How Recommendations Work
After analysis, the recommender generates one or more contact policy recommendations. Each recommendation includes:
- Policy name — A descriptive name (e.g., “Email frequency cap — 3 per week”)
- Channel — Which channel the policy applies to (or “all” for global policies)
- Frequency limit — The recommended maximum contacts per time window
- Time window — The period over which the limit applies (e.g., 7 days, 30 days)

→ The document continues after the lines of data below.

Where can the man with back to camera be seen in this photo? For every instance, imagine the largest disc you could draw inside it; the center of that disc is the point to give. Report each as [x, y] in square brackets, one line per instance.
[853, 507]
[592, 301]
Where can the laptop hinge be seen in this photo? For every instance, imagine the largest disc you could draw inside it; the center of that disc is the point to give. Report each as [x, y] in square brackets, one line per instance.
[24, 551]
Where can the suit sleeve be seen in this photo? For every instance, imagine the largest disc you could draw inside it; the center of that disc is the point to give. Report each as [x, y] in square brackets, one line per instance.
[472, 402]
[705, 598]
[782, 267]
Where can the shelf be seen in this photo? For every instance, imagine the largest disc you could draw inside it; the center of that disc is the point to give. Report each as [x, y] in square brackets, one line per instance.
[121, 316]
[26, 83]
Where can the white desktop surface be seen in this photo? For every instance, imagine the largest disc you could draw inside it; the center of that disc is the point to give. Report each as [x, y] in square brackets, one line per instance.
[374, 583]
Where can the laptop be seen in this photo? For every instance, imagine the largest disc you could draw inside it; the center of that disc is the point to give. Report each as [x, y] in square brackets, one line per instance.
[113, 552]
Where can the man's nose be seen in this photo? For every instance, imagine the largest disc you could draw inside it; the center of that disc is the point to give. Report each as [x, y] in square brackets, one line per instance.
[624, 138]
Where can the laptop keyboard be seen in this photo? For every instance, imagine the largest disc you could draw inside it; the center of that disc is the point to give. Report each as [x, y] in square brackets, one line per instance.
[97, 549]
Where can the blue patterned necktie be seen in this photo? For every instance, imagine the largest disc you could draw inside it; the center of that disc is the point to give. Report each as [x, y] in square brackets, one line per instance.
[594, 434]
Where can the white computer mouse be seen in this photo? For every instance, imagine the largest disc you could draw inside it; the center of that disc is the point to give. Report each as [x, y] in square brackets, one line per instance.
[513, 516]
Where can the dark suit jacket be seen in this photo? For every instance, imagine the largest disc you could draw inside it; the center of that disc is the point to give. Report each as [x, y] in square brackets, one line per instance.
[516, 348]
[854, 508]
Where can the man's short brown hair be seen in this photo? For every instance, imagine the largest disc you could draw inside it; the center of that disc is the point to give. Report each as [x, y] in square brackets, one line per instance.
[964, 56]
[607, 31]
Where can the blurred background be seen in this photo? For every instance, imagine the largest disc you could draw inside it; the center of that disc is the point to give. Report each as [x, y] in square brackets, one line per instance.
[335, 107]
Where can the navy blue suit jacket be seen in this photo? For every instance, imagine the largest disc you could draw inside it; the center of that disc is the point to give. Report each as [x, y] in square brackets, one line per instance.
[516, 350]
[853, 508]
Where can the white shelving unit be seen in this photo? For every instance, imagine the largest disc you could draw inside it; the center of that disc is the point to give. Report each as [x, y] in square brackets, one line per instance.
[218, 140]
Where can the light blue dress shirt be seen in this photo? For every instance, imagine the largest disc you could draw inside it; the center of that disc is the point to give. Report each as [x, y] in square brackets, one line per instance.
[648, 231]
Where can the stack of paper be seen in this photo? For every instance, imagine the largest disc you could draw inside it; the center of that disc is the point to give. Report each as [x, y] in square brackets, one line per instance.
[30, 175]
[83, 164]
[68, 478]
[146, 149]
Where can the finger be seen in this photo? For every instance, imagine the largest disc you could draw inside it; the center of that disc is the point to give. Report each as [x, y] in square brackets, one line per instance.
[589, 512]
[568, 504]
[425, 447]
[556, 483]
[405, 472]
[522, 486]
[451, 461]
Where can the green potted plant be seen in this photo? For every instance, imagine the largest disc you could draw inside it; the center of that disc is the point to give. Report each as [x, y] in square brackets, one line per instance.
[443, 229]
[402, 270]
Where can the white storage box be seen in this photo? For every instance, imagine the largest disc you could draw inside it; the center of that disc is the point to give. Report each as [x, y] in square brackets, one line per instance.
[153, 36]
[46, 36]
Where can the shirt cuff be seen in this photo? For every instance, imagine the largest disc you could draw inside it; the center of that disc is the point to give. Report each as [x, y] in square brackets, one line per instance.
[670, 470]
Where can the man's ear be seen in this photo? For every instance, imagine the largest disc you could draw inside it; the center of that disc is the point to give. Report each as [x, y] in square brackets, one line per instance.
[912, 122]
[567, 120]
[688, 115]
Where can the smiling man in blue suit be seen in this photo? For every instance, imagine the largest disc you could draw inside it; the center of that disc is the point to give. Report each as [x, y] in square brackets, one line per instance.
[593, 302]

- Expected impact — Estimated improvement in response rate
- Confidence — Statistical confidence in the recommendation
- Supporting data — The frequency bands and sample sizes behind the recommendation
Applying Recommendations
When you click Apply on a recommendation:
- A new Contact Policy is created in draft status
- The policy is pre-configured with the recommended frequency limit, time window, and channel scope
- You are taken to the Contact Policies page to review and activate it
Applied policies are always created as drafts. They do not affect live decisioning until you explicitly activate them.
Best Practices
- Run analysis regularly — Customer behavior changes over time. Re-run the recommender monthly or after major campaign changes.
- Start with global policies — Apply broad frequency caps first, then refine per-channel.
- Compare tiers — If both LLM and ML Worker are available, compare their recommendations. The ML Worker is more precise for large datasets; the LLM can surface qualitative insights the ML Worker misses.
Advanced Parameters
Each policy analysis run can be fine-tuned using the Advanced Parameters panel. Expand it to adjust:
| Parameter | Default | Description |
|---|
| Daily Cap | 3 | Max messages per customer per day |
| Weekly Cap | 10 | Max messages per customer per week |
| Monthly Cap | 30 | Max messages per customer per month |
| Lookback Days | 90 | How far back to analyze interaction history |
| Min Sample Size | 100 | Minimum interactions before analysis is meaningful |
Per-run overrides apply only to that analysis and do not change your saved tenant configuration. To change organization-wide defaults, go to AI Configuration.
Large Dataset Warning
When the interaction history contains 5,000 or more rows, a confirmation dialog appears before analysis begins. The dialog shows:
- Accuracy comparison — ML Worker uses logistic regression and statistical analysis on the full dataset vs. LLM sampling
- Estimated cost — Token count and approximate cost if proceeding with LLM
- Speed comparison — ML Worker processes locally in seconds vs. LLM round-trip
You can choose Use ML Worker (recommended for large datasets) or Proceed with LLM (uses sampled data).
For large interaction histories, the ML Worker produces more precise frequency recommendations because it processes the full dataset. See ML Worker Setup for deployment instructions.